With Greg’s permission, I offer you his ditty:
There once was a manager who
micromanaged all reps on his crew
For the reps it was hectic
Each breath was a metric
If you died, well, he measured that too
It does seem that managers sometimes get so busy measuring that they fail to manage. Whoever first coined that old saw, “If you can’t measure it, you can’t manage it” ought to offer a retraction. This saying has done more harm than good to management practices. It puts the cart before the horse.
Measurements—especially measures of financial performance—are lagging indicators. They measure the effectiveness of what has been done. They are descriptive; not prescriptive.

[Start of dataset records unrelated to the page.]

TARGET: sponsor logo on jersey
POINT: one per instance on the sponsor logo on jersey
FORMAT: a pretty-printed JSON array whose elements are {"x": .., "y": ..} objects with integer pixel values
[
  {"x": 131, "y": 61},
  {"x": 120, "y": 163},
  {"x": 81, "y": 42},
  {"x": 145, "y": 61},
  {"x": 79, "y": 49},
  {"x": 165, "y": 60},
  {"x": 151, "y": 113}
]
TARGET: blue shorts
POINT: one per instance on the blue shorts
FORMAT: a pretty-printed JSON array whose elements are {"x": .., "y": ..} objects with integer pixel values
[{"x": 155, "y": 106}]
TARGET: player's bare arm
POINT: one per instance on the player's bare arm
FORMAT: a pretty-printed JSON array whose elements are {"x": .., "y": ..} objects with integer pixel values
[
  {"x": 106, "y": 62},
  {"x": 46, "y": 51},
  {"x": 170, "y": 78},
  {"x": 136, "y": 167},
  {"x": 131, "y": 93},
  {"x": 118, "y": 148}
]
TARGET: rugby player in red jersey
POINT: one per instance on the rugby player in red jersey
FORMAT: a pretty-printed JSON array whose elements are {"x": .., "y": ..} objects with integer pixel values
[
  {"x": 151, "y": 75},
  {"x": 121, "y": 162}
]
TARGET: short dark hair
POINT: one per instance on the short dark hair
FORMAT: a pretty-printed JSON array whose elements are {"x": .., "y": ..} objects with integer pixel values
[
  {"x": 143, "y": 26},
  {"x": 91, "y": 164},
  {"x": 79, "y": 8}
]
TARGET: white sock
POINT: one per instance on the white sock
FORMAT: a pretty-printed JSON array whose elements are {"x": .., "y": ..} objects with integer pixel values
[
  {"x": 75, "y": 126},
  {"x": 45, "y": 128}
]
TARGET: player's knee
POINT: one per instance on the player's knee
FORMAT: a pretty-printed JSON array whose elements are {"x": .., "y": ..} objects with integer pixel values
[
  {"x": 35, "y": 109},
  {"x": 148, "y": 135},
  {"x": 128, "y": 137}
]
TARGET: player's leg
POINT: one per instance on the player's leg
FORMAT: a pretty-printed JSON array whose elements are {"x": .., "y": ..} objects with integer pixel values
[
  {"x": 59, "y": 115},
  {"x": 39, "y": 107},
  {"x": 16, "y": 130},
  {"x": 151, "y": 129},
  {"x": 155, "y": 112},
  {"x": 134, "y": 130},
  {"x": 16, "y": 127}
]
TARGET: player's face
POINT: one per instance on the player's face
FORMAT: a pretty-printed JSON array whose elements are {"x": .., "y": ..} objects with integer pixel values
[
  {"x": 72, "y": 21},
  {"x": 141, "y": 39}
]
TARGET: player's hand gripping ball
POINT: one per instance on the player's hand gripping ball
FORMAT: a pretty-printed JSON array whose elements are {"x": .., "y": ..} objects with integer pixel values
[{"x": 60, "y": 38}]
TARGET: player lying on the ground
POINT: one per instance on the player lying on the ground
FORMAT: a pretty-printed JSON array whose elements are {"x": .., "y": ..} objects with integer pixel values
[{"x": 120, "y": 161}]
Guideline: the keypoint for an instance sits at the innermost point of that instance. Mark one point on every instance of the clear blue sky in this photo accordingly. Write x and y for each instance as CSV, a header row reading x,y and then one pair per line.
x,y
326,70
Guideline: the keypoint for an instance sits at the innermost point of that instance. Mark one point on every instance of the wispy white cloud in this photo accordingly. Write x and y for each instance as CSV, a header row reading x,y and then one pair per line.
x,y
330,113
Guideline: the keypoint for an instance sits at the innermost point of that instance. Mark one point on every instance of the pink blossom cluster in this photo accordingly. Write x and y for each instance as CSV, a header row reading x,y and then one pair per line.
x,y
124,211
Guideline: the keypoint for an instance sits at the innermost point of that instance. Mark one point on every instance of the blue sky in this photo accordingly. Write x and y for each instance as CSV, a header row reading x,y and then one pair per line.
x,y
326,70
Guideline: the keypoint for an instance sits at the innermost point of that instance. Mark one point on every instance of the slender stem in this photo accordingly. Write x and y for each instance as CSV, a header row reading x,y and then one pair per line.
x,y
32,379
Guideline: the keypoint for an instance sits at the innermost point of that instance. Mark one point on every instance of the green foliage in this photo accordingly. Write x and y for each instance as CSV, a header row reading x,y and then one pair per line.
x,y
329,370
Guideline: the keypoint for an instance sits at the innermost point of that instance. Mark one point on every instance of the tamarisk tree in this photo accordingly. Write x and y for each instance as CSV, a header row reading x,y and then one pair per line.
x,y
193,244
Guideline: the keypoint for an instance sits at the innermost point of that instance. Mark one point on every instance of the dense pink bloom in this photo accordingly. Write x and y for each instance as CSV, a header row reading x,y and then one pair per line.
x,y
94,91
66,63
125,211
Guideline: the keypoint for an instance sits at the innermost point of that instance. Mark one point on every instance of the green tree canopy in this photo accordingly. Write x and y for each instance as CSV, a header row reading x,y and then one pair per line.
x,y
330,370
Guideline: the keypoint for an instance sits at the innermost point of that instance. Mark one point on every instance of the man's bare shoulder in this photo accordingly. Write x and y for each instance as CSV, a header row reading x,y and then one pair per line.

A further trouble here is that we tend to measure those things that are easiest to measure. So, managers gravitate towards measures such as employee productivity and efficiency. Once you measure them, you report them, and what gets reported becomes seen as important. If you are not careful, this creates a vicious circle of micro management. Is it any wonder that call centers have low employee morale and employee engagement problems?
Focus instead on what is important rather than on what is easy to measure. Focus on what matters, like employee engagement. Though traditionally, this has been harder to measure, the Satisfaction@Work Index® has made it possible for the last 10 years. Even this tool, though, can be abused if you put it first, not second, where it belongs. Don’t set your course by it; set your course by articulating your mission, vision and values, then assess your progress along the journey by using the Index.
As a way of saying “thanks” to Greg for getting me started on this topic, let me propose my own tribute to the call center humorist:
There once was a writer named Greg
who wrote what popped into his head
When readers genuflected
the wisdom reflected
They learned from the things that he said
Watch out: this limerick-ing can become addictive. What management wisdom can you offer by way of a limerick?